A main tenet of this approach is to increase black neighborhoods’ household incomes while building sustainability. That should serve as the new metric for economic development initiatives’ success, Davis said.
“In this new epoch of equity, we’re saying, ‘Stop doing what hasn’t worked.’ The thing we have not seen as a measure for what makes a difference in the programs that are being funded is if they increase household income,” she said.
BIG considers energy efficiency and jobs-driven development the building blocks for growing and circulating wealth within black communities. Its strategy requires accelerating the rate at which neighbor-owned businesses are created and sustained; building neighbors’ capacity to own, develop, and manage property in their community; and fostering the conservation lifestyle.
Each BIG employee is an entrepreneur with their own small business idea, most of which are in some way tied to nature or the environment. Suzanne Waddell spearheaded the recent dedication of the Mamie Till Forgiveness Garden, a community garden from which colleagues Patrice Patterson and Tanisha Kilpatrick will source ingredients for their respective all-natural, hand-crafted skin care line and spice line. The horticultural theme extends to the outdoor area behind the Green Living Room where BIG created a pollinator garden housing a variety of herbs and other plants.
“We understand the role that pollination plays in life — in our diet and in everyday ways that people don’t even recognize. We need this place in our urban environment,” said Asadah Kirkland, BIG consultant and founder of the Soulful Chicago Book Fair.

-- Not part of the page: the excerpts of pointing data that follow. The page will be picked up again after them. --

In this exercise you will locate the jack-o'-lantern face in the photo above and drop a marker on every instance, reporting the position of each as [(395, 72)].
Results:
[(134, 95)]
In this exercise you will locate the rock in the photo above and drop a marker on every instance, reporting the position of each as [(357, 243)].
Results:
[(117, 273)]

The Green Living Room champions one of the key ideas in the 8 Principles of Green-Village-Building, which BIG developed years ago. The principles guide the creation of a “sustainable square mile” where residents can walk to where they work, learn, shop and play. Each walkable village is to be anchored by a Green Living Room, in line with the seventh principle of green village building: fostering lifelong learning through hubs. These hubs serve as epicenters for green training, development, and lifestyle transformation that boosts the entire community.

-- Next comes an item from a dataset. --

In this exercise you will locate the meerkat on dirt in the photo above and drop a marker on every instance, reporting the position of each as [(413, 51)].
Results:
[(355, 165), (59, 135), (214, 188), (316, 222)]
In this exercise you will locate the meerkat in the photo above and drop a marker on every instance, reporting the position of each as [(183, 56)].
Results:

BIG wants the sustainable square mile concept to spread to communities throughout Chicago and the country. “Our founding vision is self-sustaining black communities everywhere,” Davis said. Even prior to its energy efficiency work with ComEd, BIG’s founding vision involved striving for energy efficiency and independence within a green village.
“Our second principle of green village building is that each village creates its own energy for light, heat and transportation. So we have been really on the leading edge of what it means to have renewable energy at the community level since we were founded in 2007,” Davis said.

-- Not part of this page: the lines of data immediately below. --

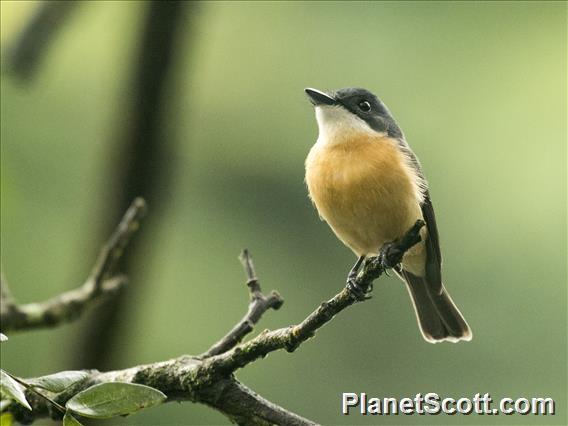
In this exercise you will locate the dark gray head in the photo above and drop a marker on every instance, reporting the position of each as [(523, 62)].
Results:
[(361, 103)]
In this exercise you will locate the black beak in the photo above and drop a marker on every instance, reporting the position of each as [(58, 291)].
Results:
[(319, 98)]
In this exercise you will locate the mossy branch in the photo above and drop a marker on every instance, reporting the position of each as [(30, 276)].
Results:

The Green Living Room offers a positive environment where neighbors can “come in and get everything done” without traveling to other neighborhoods — such as wealthier communities on Chicago’s North Side — to complete daily tasks, Kirkland said. “I know this … because I like to do things in my own community,” she said.
Such spaces are rare in West Woodlawn and surrounding neighborhoods, the team said.
“It is hard to find those spaces that welcome you and allow you to do connecting on a local level,” Patterson said.
More than 1,200 people have visited the Green Living Room since its official opening in October. BIG has hosted nearly three dozen events there, including green job education and hiring sessions.
BIG has a three-year lease for its neighborhood hub and hopes to find a place to purchase in the future. The group intends to franchise the Green Living Room concept. Already, four other Chicago communities have sought BIG’s help with establishing their own Green Living Rooms. Team members also are assisting a black-run nonprofit in Grand Rapids, Michigan, with advancing six sustainable square mile walkable villages that each would have a Green Living Room as their centerpiece.
“This is my calling. It is my joy,” Davis said. “A lot of people hate their work or tolerate it … I consider it a great blessing to have a calling.”